One reason I am not a serious astrophotographer: Patience.
I enjoy taking some casual images of bright targets such as the Sun, moon, or a planet but I rely heavily on being able to process these images in a quick and efficient fashion. I do not have the motivation or desire to spend a lot of time learning the ins and outs of varied software packages to create astronomical images of the highest quality. Many call my approach to obtaining a nice image "lucky imaging." At left is a single shot of the Sun taken back on October 23rd when we had the largest sunspot in 24 years near the center of the Solar disc. On the same day I made a video (AVI) recording of the Sun using my ASI120MC astronomical video camera in the hopes of stacking multiple frames to achieve a sharp, high resolution image. Below is the AVI file as captured.
This is where the story takes a long break. Back in the fall I broke down (and nearly went broke...emotionally and economically...) and purchased a new laptop. I had a very nice 5 year old laptop that was still humming along quite well, yet technology has improved dramatically and doing a lot more work on the go I wanted something a bit lighter than the old 5+ pound beast. I did my research, moved through periods of analysis-paralysis, wavered on what features I was looking for, and ended up with a Samsung Ativ Book 9 plus. It is a very nice laptop and I only have two issues that remain. One is Windows 8.1 which I can't do anything about, and the other is that the display has a resolution of 3200 x 1800 pixels, in a 13-inch class screen. While this produces stunningly sharp images and can be useful in processing photos, it is somewhat of an annoyance in that several software programs do not always display properly and one can end up with text that is so small as to render it unreadable even with reading (magnifiers) glasses! There are work arounds and settings that can be tweaked and for the most part things can be set effectively.

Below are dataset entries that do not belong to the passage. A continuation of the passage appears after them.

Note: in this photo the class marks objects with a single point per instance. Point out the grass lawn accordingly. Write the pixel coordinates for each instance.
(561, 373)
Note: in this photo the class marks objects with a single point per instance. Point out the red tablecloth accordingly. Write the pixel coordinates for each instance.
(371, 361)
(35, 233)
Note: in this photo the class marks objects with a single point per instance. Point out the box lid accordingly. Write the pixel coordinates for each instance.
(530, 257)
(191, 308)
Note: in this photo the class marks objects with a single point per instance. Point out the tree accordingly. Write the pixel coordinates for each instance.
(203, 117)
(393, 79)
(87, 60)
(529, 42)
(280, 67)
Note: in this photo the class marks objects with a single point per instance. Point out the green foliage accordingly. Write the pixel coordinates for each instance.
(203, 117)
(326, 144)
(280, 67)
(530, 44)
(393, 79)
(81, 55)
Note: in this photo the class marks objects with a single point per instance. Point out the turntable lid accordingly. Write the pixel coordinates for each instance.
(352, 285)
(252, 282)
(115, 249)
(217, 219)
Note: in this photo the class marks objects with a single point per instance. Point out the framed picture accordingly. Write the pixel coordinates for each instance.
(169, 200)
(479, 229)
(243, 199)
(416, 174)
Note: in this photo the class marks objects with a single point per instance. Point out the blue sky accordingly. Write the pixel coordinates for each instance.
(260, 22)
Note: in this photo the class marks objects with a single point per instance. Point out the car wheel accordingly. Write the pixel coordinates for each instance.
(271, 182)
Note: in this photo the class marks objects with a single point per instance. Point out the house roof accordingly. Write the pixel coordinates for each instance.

Two specific examples that are driving me nuts are Registax 6 and Adobe Camera Raw, both of which I use in the image processing I do. Registax is used to align and stack multiple frames from AVI recordings (of say the Sun) and is just not displaying properly or working properly on the new laptop. I have been fighting it since the fall and as a result have not been able to process a single AVI file. I have known this day was coming but I finally decided to try another program and this morning downloaded and made a first attempt using a freeware program called Autostakkert2! It seems to work fine, but does not contain the wavelet sharpening tools that Registax does. Fortunately that functionality of Registax is still usable. I Also will try a program called Avistack to see which I like better.
Adobe is particularly frustrating in that I was able to get Photoshop to display in a small but reasonable fashion, yet when opening a raw file the window does not display at the proper settings. See the image below and compare the text (not the title bar, but the controls) in the raw window to the application window in the background.
In any event, back to the AVI file I captured back on October 23rd. Using Autostakkert2! this morning, I did stack and align the best 50% of the frames (out of about 1000) and then use the wavelet filters in Registax to create an image. While not perfect, you can immediately see it is sharper than the single shot at the top of the post. I think I can do better as I learn to use AutoStakkert2! (or Avistack) but at least I am back in business with AVI files. Jupiter season is here, we have a bright comet in the sky, and stacking images is a must to capture these sights!